Whichever way I try and say it, it just sounds plain geeky – so here goes (deep breath!): over the past few months I’ve been ‘collecting’ Acts of Parliament, but not any sort of Act, just those that relate to the textile trade up to and including the 19th century.
If you’ve not clicked off the page yet, bravo – and here’s a quick rattle through some of the reasons why I’m finding them quite so intriguing… Ever wondered how wearing a kilt could have landed you in prison (or even get you transported)? That would be the Dress Act from 1746 (penalising Highlanders following the Jacobite Risings). Did you know you could have been fined for wearing purple? See the Sumptuary Laws of the High Middle Ages? Know that men and boys needed to wear a woolly hat to church on Sundays and holidays, 1571-1597? That’d be ‘Cap Money’. Realise by 1566 that getting caught smuggling wool out of Britain could result in having a hand chopped off? See the much-amended statute of Edward III’s much-earlier reign.

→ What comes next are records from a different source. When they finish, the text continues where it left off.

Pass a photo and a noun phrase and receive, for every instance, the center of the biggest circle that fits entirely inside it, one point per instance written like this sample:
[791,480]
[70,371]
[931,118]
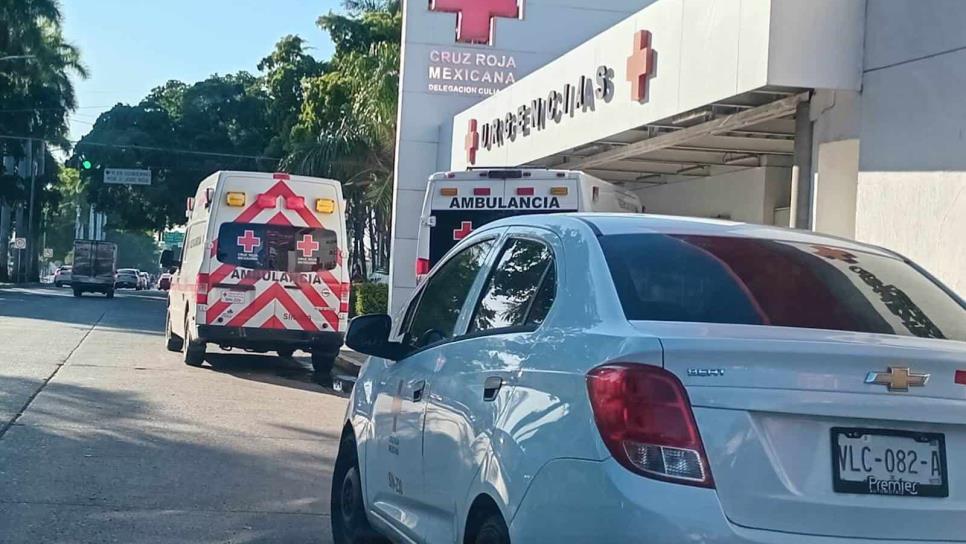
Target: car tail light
[295,203]
[325,205]
[202,294]
[644,417]
[266,201]
[235,200]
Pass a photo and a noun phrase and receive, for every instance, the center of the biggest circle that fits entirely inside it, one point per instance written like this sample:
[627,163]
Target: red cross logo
[476,17]
[466,227]
[249,241]
[472,142]
[307,245]
[640,65]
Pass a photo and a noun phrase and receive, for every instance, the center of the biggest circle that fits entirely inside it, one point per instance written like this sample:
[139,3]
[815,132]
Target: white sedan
[609,379]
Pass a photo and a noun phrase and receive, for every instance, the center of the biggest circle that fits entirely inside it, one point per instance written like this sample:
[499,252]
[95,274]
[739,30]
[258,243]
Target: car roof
[607,224]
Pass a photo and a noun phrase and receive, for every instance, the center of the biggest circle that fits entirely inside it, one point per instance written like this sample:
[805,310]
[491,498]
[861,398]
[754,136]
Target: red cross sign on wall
[307,245]
[477,17]
[249,241]
[640,65]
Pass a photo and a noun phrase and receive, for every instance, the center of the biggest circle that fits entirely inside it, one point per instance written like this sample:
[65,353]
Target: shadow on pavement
[81,466]
[135,311]
[274,370]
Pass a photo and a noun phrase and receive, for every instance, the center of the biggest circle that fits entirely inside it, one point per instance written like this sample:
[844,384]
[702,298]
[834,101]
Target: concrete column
[801,206]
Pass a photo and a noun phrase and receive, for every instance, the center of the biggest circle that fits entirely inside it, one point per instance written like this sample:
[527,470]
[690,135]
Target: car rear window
[770,282]
[277,247]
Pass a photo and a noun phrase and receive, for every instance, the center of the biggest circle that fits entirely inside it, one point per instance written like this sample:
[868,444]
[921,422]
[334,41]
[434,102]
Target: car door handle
[491,387]
[417,389]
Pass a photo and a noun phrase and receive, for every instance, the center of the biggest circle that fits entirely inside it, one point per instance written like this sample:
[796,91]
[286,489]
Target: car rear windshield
[771,282]
[277,247]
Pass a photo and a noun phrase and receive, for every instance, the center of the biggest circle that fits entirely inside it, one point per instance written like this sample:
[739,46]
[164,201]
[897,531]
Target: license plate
[886,462]
[234,297]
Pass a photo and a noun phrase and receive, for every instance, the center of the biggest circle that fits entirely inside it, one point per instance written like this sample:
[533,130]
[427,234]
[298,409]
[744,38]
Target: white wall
[749,196]
[834,188]
[912,166]
[423,142]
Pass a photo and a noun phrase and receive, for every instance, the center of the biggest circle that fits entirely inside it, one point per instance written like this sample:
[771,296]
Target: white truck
[459,202]
[262,268]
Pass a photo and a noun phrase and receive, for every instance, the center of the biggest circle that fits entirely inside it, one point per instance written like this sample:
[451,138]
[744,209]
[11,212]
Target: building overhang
[681,88]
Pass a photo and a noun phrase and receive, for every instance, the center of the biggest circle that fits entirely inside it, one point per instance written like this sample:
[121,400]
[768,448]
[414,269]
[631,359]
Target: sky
[132,46]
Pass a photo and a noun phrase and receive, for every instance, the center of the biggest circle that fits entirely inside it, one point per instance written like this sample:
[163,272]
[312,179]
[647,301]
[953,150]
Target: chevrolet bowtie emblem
[897,379]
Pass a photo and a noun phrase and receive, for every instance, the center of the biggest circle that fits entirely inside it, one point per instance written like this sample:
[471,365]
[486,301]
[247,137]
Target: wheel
[172,341]
[322,363]
[349,522]
[194,351]
[492,530]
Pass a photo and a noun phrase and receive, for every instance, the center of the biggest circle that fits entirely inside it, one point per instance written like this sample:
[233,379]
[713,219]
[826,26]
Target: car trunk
[769,400]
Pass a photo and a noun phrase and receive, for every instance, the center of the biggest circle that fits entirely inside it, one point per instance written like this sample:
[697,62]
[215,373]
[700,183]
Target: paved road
[107,437]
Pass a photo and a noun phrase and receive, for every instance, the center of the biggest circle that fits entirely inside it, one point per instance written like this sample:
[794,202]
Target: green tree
[347,125]
[182,133]
[36,95]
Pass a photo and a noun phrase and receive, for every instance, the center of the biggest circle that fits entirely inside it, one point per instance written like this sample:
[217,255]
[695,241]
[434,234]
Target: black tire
[172,341]
[349,522]
[492,530]
[193,350]
[323,363]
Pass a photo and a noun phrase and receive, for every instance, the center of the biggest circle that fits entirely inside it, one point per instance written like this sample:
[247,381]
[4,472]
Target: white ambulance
[262,268]
[459,202]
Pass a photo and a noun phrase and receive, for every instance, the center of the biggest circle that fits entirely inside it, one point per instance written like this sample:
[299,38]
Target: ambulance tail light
[295,203]
[325,205]
[235,200]
[266,201]
[204,281]
[422,267]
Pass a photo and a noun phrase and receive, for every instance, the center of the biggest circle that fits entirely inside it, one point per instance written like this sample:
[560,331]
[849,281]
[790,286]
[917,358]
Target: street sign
[174,238]
[123,176]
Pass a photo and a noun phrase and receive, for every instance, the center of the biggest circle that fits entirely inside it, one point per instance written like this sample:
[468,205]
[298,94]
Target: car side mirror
[369,335]
[168,259]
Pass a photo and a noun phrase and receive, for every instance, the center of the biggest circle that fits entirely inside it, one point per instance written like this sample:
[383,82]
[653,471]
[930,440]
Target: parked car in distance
[629,378]
[128,278]
[62,276]
[164,282]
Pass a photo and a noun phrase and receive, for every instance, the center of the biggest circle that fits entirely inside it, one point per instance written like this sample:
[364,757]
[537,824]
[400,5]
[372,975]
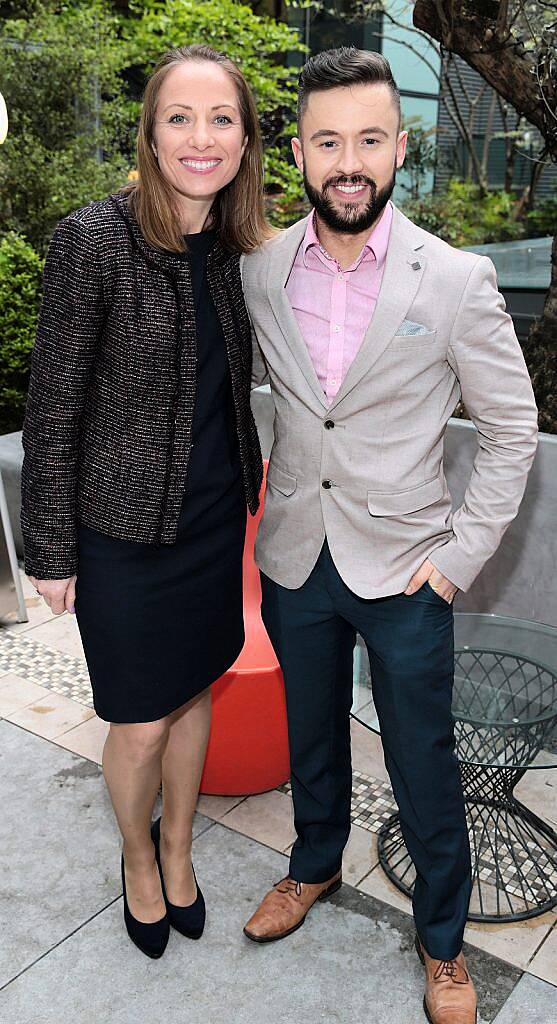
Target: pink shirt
[333,306]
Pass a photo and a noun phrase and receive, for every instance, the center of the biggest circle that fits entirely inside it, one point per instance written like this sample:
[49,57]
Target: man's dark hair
[342,67]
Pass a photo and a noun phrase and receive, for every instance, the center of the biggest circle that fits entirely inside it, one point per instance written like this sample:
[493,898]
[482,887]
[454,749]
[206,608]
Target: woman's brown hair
[239,212]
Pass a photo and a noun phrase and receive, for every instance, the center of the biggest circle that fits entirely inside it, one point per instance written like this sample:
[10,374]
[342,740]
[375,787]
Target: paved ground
[63,951]
[66,955]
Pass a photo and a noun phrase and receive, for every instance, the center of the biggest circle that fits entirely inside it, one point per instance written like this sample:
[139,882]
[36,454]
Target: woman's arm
[70,323]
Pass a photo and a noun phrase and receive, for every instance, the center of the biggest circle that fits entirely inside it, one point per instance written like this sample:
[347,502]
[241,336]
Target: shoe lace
[450,969]
[290,887]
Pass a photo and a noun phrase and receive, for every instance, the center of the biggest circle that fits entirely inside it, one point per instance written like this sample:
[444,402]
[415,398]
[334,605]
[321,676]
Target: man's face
[348,152]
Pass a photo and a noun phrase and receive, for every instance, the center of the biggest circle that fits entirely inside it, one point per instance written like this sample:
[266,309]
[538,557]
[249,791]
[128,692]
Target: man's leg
[411,645]
[314,646]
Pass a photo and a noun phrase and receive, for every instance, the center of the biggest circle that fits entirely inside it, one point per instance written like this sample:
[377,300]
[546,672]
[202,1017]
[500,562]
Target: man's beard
[348,220]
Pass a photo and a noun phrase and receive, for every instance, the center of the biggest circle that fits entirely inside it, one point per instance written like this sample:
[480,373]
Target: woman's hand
[58,594]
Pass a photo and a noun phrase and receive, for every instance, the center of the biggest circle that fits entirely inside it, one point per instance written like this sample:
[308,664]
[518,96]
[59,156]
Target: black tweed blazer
[108,426]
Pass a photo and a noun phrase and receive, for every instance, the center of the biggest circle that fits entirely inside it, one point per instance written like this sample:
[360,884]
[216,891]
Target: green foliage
[20,270]
[420,158]
[543,221]
[254,43]
[463,216]
[70,118]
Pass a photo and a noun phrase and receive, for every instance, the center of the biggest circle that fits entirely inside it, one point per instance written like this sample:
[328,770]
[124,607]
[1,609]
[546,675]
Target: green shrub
[543,220]
[463,216]
[20,271]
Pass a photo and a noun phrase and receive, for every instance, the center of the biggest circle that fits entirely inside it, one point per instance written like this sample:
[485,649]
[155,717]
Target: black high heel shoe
[189,921]
[151,939]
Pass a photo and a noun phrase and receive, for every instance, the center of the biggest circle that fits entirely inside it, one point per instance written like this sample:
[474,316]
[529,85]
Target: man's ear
[401,147]
[298,153]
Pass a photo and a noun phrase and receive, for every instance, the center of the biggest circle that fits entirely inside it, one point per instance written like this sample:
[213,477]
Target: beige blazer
[373,483]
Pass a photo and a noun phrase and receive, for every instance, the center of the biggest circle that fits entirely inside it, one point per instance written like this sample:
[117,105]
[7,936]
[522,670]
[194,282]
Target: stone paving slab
[351,963]
[532,1001]
[59,846]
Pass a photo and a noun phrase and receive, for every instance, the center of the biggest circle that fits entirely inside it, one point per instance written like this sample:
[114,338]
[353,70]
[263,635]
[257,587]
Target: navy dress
[160,623]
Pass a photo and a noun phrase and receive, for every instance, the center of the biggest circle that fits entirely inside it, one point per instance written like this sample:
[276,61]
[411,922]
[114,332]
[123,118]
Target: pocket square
[409,327]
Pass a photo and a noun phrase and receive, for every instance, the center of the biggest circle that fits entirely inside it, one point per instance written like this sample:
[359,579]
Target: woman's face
[199,137]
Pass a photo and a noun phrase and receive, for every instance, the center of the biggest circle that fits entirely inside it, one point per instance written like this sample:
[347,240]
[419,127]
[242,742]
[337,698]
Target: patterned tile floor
[373,802]
[45,666]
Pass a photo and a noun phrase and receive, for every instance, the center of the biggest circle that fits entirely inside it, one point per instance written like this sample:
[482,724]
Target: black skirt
[160,623]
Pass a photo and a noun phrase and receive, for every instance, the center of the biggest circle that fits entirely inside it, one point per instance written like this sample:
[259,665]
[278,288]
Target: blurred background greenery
[73,75]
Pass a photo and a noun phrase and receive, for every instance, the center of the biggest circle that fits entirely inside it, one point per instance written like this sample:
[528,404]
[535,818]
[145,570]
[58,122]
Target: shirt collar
[374,248]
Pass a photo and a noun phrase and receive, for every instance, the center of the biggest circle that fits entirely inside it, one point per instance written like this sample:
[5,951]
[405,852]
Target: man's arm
[497,392]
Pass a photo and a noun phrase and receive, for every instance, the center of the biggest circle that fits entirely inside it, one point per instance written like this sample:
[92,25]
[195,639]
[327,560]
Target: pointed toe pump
[189,921]
[150,938]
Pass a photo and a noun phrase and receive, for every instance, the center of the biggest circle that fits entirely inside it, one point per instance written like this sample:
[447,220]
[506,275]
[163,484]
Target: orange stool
[248,745]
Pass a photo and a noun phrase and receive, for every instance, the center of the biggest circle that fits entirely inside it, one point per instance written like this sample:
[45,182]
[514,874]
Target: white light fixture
[3,120]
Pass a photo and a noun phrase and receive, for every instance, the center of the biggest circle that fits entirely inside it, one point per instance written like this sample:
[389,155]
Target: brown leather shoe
[451,996]
[285,907]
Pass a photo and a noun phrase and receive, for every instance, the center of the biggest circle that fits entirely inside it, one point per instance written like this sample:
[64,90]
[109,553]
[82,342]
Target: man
[370,330]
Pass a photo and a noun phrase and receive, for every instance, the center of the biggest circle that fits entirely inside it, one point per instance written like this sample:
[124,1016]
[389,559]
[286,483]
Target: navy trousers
[410,640]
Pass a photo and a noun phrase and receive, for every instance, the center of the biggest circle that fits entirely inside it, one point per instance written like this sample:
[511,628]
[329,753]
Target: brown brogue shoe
[285,907]
[451,996]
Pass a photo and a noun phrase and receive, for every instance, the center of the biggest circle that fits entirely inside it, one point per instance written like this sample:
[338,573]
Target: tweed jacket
[367,471]
[108,427]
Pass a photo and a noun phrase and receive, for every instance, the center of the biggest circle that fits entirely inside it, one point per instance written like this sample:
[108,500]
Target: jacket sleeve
[70,324]
[497,391]
[260,374]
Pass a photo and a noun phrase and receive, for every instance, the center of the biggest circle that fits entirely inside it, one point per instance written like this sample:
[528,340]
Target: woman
[141,454]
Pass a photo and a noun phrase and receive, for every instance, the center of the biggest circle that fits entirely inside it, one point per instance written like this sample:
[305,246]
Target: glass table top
[505,697]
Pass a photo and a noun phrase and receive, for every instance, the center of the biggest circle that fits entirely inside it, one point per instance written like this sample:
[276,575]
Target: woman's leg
[132,767]
[182,766]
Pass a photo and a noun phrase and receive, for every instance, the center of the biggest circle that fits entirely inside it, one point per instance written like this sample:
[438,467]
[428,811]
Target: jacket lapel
[280,265]
[404,265]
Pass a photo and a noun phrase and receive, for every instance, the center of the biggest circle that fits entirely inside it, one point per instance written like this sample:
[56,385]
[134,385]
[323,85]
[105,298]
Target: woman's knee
[141,741]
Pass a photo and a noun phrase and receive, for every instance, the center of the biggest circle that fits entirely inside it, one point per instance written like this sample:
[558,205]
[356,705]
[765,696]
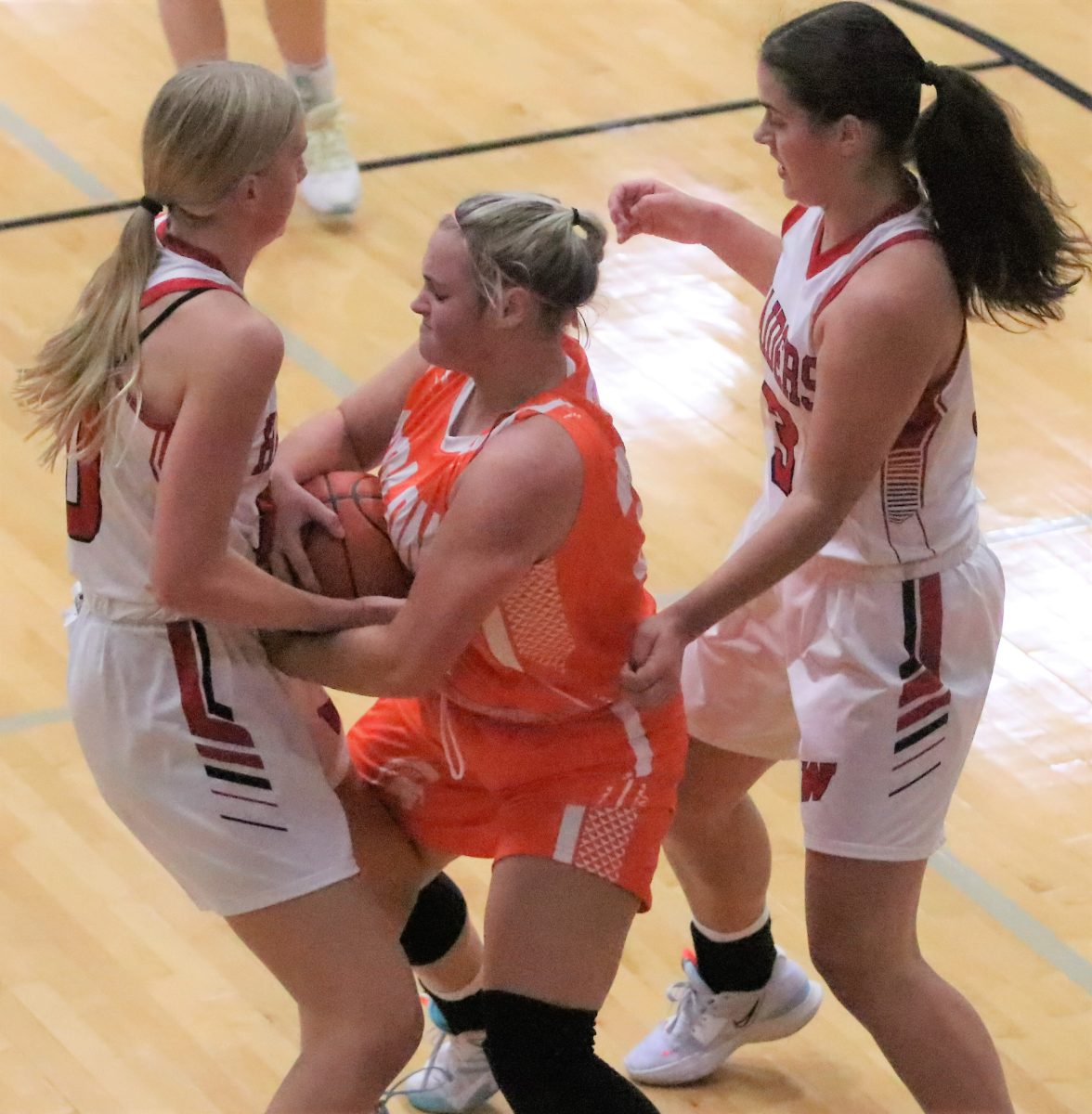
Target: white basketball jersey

Moving nearer to our own times and there was the 1799 Combination Act – which made it a criminal offence to band together to try for better hours or wages – and the raft of 19th century Factory Acts of course.
The more Acts that I gather, I begin to see just how clearly they tell the history of the textile trade and industry in Britain and reflect the views of the wider society (or the ruling elite at any rate) too – sometimes dictatorial laws aiming solely to shore up the king’s finances or protect the interests of the business elite, while at other times supporting the craftsmen, and later aiming to improve the lot of the factory employees.
Now that I’m beginning to grasp quite how diverse the textile-related Acts are, I’m going to be a bit more methodical and make a thorough search and study to try to track down every last one. But, as it states on the Parliament ‘Industry and Community‘ web material relating to textile manufacture: ‘In 18th century Britain, textiles were the largest single economic interest after grain’. So I guess my collection of textile Acts is going to get pretty extensive. Anyway, here’s what I’ve found so far, in addition to the ones mentioned above: Navigation Acts 1699, Buried in Wool Act 1678?, British Weights and Measures Act 1824, Weavers Acts 1555 and other 16th century dates, Calico Acts 1690 to 1721, Wool Act 1699, Factory Acts 1802 to 1850, Statue of Apprentices 1563, and the 1736 Manchester Act.
Then, once I’ve found all the Acts, I’d also like to look at what each prescribed and then to discover the forfeits – just how serious was it for our ancestors when they broke these rules and regulations?